How to set up a Binlog Server for Amazon RDS for MySQL and MariaDB using MariaDB MaxScale
One of the key features of Amazon RDS for MySQL and Amazon RDS for MariaDB is the ability to create Read Replicas. You can easily create up to five replicas for a single master database instance via the AWS Management Console or the AWS CLI. Amazon RDS then handles all the work of making a backup of the master, restoring the backup as a replica, and then establishing a replication channel to the master and replica. This fully automated handling of replication in Amazon RDS is called managed replication.
In situations where you want non-standard replication topologies, you can use a Binlog Server—for example, if you want more than five replicas, or you want to forward replication log records to downstream applications. Unlike a replica, a Binlog Server does not apply the log records from the master; rather it provides a caching layer between the master and one or more subscribers. In this post, I discuss the advantages (and a few limitations) of using this approach. I also walk through the process of using MariaDB MaxScale and non-managed replication to set up a Binlog Server for Amazon RDS for MySQL and MariaDB.
Managed replication in Amazon RDS for MySQL and MariaDB
Managed replication in Amazon RDS ensures that replication from the master to the replica starts with the next transaction that is applied to the master after the backup was taken, so that there is no data loss in the setup. Amazon RDS continuously monitors replication and makes adjustments. For example, it properly resumes replication after a master or replica crashes and sends alerts if replication breaks because of a bad transaction (that is, a poison pill on the master).

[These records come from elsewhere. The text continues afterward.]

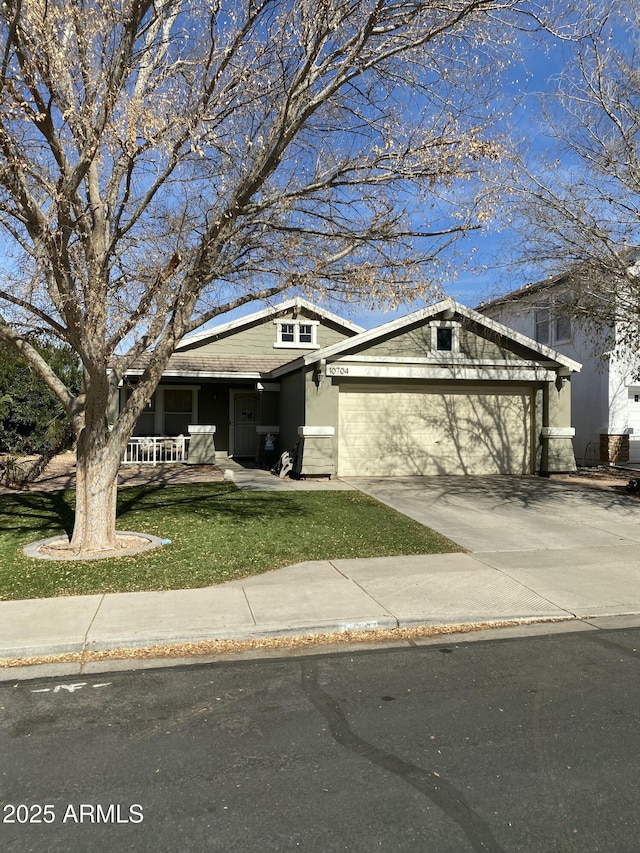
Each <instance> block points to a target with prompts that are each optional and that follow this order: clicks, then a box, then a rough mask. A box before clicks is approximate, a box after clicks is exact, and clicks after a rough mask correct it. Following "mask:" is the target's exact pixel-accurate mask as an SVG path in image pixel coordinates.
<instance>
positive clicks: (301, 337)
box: [274, 319, 320, 349]
mask: <svg viewBox="0 0 640 853" xmlns="http://www.w3.org/2000/svg"><path fill="white" fill-rule="evenodd" d="M274 323H275V326H276V342H275V344H274V346H275V347H297V348H299V349H316V348H317V347H318V331H317V330H318V326H319V325H320V324H319V322H318V321H317V320H288V319H287V320H274Z"/></svg>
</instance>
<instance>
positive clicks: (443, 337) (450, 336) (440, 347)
mask: <svg viewBox="0 0 640 853" xmlns="http://www.w3.org/2000/svg"><path fill="white" fill-rule="evenodd" d="M436 349H437V350H442V351H445V352H451V350H452V349H453V329H451V328H447V327H446V326H445V327H444V328H443V329H436Z"/></svg>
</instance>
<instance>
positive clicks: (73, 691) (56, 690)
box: [53, 681, 87, 693]
mask: <svg viewBox="0 0 640 853" xmlns="http://www.w3.org/2000/svg"><path fill="white" fill-rule="evenodd" d="M86 686H87V682H86V681H80V682H79V683H78V684H58V685H57V686H56V687H54V688H53V692H54V693H59V692H60V691H61V690H68V691H69V693H75V691H76V690H80V689H81V688H82V687H86Z"/></svg>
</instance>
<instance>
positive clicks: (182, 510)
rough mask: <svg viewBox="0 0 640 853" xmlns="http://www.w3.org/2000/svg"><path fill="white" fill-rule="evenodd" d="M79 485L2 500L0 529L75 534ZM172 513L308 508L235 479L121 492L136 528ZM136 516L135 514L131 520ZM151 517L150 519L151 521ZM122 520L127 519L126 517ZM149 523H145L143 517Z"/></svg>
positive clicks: (249, 519) (196, 513)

Non-managed replication in Amazon RDS for MySQL and MariaDB
While managed replication is provided through the console and the Amazon RDS web services API, non-managed replication is provided by a set of stored procedures. These include the following:
- rds_set_external_master – Establishes a custom replication configuration from an Amazon RDS for MySQL or MariaDB instance to a master. This master can be an Amazon RDS instance or possibly an external MySQL-compatible instance (for example, a MySQL instance running on Amazon EC2). You can think of this procedure as a wrapper around the native CHANGE MASTER TO command in MySQL.

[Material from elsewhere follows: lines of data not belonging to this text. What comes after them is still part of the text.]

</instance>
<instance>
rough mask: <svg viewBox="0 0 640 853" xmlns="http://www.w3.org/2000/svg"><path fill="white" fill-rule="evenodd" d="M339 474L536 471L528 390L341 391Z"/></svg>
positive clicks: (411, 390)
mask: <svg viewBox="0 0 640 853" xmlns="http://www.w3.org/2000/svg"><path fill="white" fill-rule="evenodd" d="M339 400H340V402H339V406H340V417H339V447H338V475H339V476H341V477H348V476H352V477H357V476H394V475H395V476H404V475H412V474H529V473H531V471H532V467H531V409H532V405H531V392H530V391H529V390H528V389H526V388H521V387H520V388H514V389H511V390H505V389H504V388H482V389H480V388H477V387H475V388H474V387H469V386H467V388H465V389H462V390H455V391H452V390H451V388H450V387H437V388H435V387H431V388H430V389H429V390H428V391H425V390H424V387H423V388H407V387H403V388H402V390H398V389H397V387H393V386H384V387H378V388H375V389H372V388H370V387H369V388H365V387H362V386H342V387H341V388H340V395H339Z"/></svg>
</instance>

- rds_set_external_master_gtid – An Amazon RDS for MariaDB-only procedure that establishes custom replication using global transaction identifier (GTID)-based coordinates instead of file-based coordinates.
- rds_reset_external_master – Removes a custom replication configuration that had previously been set up via mysql.rds_set_external_master. You can think of this procedure as a wrapper around the native RESET SLAVE command in MySQL.

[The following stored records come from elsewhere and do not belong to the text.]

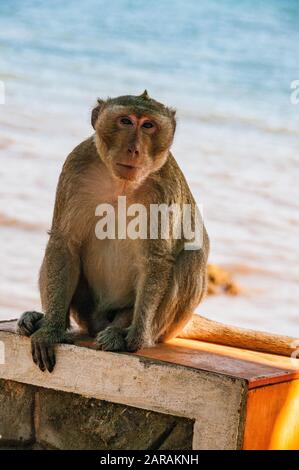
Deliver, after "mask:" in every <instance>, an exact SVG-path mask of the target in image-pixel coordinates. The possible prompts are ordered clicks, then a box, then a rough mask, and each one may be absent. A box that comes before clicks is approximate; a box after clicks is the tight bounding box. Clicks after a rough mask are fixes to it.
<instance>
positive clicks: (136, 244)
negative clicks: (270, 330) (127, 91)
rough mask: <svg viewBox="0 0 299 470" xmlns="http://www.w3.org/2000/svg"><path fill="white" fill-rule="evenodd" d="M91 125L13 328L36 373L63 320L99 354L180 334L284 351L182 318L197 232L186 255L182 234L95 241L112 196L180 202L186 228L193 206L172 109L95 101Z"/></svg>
mask: <svg viewBox="0 0 299 470" xmlns="http://www.w3.org/2000/svg"><path fill="white" fill-rule="evenodd" d="M91 123H92V126H93V128H94V130H95V133H94V135H92V136H91V137H89V138H88V139H87V140H85V141H84V142H82V143H81V144H79V145H78V146H77V147H76V148H75V149H74V150H73V151H72V152H71V154H70V155H69V156H68V158H67V160H66V162H65V164H64V166H63V169H62V172H61V175H60V178H59V182H58V187H57V193H56V202H55V208H54V215H53V221H52V227H51V230H50V232H49V235H50V238H49V241H48V244H47V248H46V252H45V256H44V260H43V263H42V266H41V270H40V277H39V287H40V295H41V303H42V310H43V312H44V313H43V314H42V313H39V312H25V313H24V314H23V315H22V316H21V318H20V320H19V322H18V332H19V333H20V334H23V335H27V336H31V345H32V357H33V360H34V362H35V363H36V364H37V365H38V366H39V367H40V369H41V370H42V371H44V370H46V369H47V370H48V371H50V372H51V371H52V370H53V368H54V365H55V355H54V345H55V344H56V343H61V342H65V341H69V333H68V327H69V325H70V317H72V318H73V319H74V320H75V321H76V322H77V323H78V324H79V326H80V327H82V329H84V330H85V331H87V332H88V334H89V335H91V336H93V337H95V341H96V343H97V345H98V348H99V349H102V350H104V351H137V350H139V349H141V348H144V347H149V346H153V345H155V344H156V343H157V342H160V341H167V340H168V339H170V338H173V337H175V336H178V335H180V336H181V337H185V338H186V337H187V338H195V339H201V340H205V341H212V342H219V343H222V344H229V345H234V346H240V347H245V348H250V349H260V350H265V351H272V352H276V353H282V354H290V351H291V350H292V349H291V346H290V338H281V337H278V336H277V337H276V336H274V335H267V334H264V333H257V332H249V331H246V330H242V329H239V328H234V327H228V326H225V325H221V324H219V323H216V322H213V321H210V320H207V319H205V318H203V317H201V316H199V315H192V313H193V312H194V309H195V308H196V307H197V305H198V304H199V303H200V301H201V300H202V298H203V297H204V295H205V291H206V285H207V275H206V267H207V259H208V253H209V239H208V235H207V232H206V229H205V227H204V225H202V226H201V245H200V247H198V249H193V250H187V249H185V245H184V243H185V241H186V240H184V238H182V237H181V238H175V237H173V236H170V237H169V238H168V239H167V238H162V237H158V238H155V239H152V238H150V237H147V238H136V239H132V238H128V237H123V238H117V237H116V238H115V239H109V238H104V239H99V238H98V237H97V236H96V233H95V226H96V222H97V218H96V215H95V211H96V207H97V206H98V205H99V204H110V205H112V206H113V207H116V206H117V202H118V197H119V196H126V198H127V205H130V204H134V203H138V204H142V205H143V206H144V207H146V208H147V209H149V208H150V205H152V204H158V205H159V204H167V206H170V205H171V204H179V205H180V206H182V205H184V204H185V205H189V206H190V207H191V216H192V217H191V220H192V223H193V224H194V221H195V212H196V208H195V202H194V199H193V196H192V194H191V192H190V189H189V187H188V184H187V182H186V180H185V178H184V176H183V174H182V172H181V170H180V168H179V166H178V164H177V163H176V161H175V159H174V157H173V156H172V154H171V152H170V147H171V144H172V142H173V137H174V133H175V127H176V121H175V111H173V110H172V109H170V108H168V107H166V106H164V105H163V104H161V103H159V102H157V101H156V100H154V99H152V98H150V97H149V95H148V93H147V92H146V91H145V92H144V93H143V94H142V95H140V96H121V97H118V98H113V99H107V100H106V101H104V100H98V102H97V105H96V107H95V108H94V109H93V111H92V114H91ZM115 213H116V214H117V210H116V211H115ZM170 220H172V225H174V224H175V223H176V218H175V217H172V219H170ZM118 223H121V221H119V220H116V224H118ZM188 322H189V324H188Z"/></svg>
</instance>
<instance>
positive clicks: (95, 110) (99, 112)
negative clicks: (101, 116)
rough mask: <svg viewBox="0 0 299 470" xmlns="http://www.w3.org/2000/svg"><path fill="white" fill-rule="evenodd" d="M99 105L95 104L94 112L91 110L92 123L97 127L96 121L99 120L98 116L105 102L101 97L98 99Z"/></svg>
mask: <svg viewBox="0 0 299 470" xmlns="http://www.w3.org/2000/svg"><path fill="white" fill-rule="evenodd" d="M97 103H98V104H97V105H96V106H95V108H93V110H92V112H91V125H92V127H93V128H94V129H95V128H96V127H95V126H96V122H97V119H98V116H99V114H100V111H101V109H102V108H103V105H104V103H105V101H104V100H100V99H99V98H98V99H97Z"/></svg>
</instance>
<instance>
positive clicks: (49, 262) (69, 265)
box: [31, 235, 80, 372]
mask: <svg viewBox="0 0 299 470" xmlns="http://www.w3.org/2000/svg"><path fill="white" fill-rule="evenodd" d="M79 273H80V260H79V255H78V253H77V252H76V249H75V247H73V246H70V244H68V243H66V242H65V241H64V239H63V237H60V236H58V235H55V236H54V235H52V236H51V237H50V240H49V243H48V245H47V248H46V254H45V257H44V261H43V264H42V268H41V272H40V293H41V301H42V307H43V310H44V312H45V318H44V321H43V324H42V326H41V328H40V329H38V330H37V331H36V332H35V333H33V335H32V336H31V352H32V358H33V361H34V362H35V363H36V364H37V365H38V366H39V368H40V369H41V370H42V371H44V370H45V369H47V370H48V371H49V372H52V370H53V368H54V365H55V354H54V344H55V343H61V342H63V341H64V340H65V339H67V335H66V329H67V327H68V319H69V310H70V303H71V300H72V298H73V295H74V292H75V290H76V286H77V284H78V280H79Z"/></svg>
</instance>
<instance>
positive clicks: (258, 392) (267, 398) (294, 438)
mask: <svg viewBox="0 0 299 470" xmlns="http://www.w3.org/2000/svg"><path fill="white" fill-rule="evenodd" d="M243 448H244V449H245V450H299V380H293V381H289V382H284V383H280V384H275V385H271V386H268V387H261V388H258V389H255V390H250V391H249V393H248V399H247V407H246V421H245V432H244V444H243Z"/></svg>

- rds_start_replication – Starts replication after having established a custom replication configured or after having stopped replication. You can think of this procedure as a wrapper around the native START SLAVE command in MySQL.
- rds_stop_replication – Stops replication—either managed or non-managed. You can think of this procedure as a wrapper around the native STOP SLAVE command in MySQL.
Binlog Server overview
Some MySQL and MariaDB users use a proxy server like MariaDB MaxScale to take advantage of features like automatic read/write splitting, schema-based sharding, and change data capture. Another unique feature it offers is the ability to create a Binlog Server that acts as an intermediate binary log caching layer between a master and replica. The master sends its binary logs to the proxy that is running the Binlog Server, and in turn, replicas read their binary logs from the proxy.
This option offers a number of advantages:
- The load in serving binary logs to replicas is lessened on the master because it only needs to communicate with the proxy. The proxy in turn services the replicas.
- The proxy has the exact copy of the binary logs as they were originally on the master. You can save and analyze these logs without affecting the master or the replicas.
- You can easily automate the failover of masters and move replicas to another master because the Binlog Server proxy abstracts the dependency between master and replica.
Jean-François Gagné of Booking.com has written a number of blog posts on the advantages of a Binlog Server and how to set one up in an on-premises environment using MaxScale.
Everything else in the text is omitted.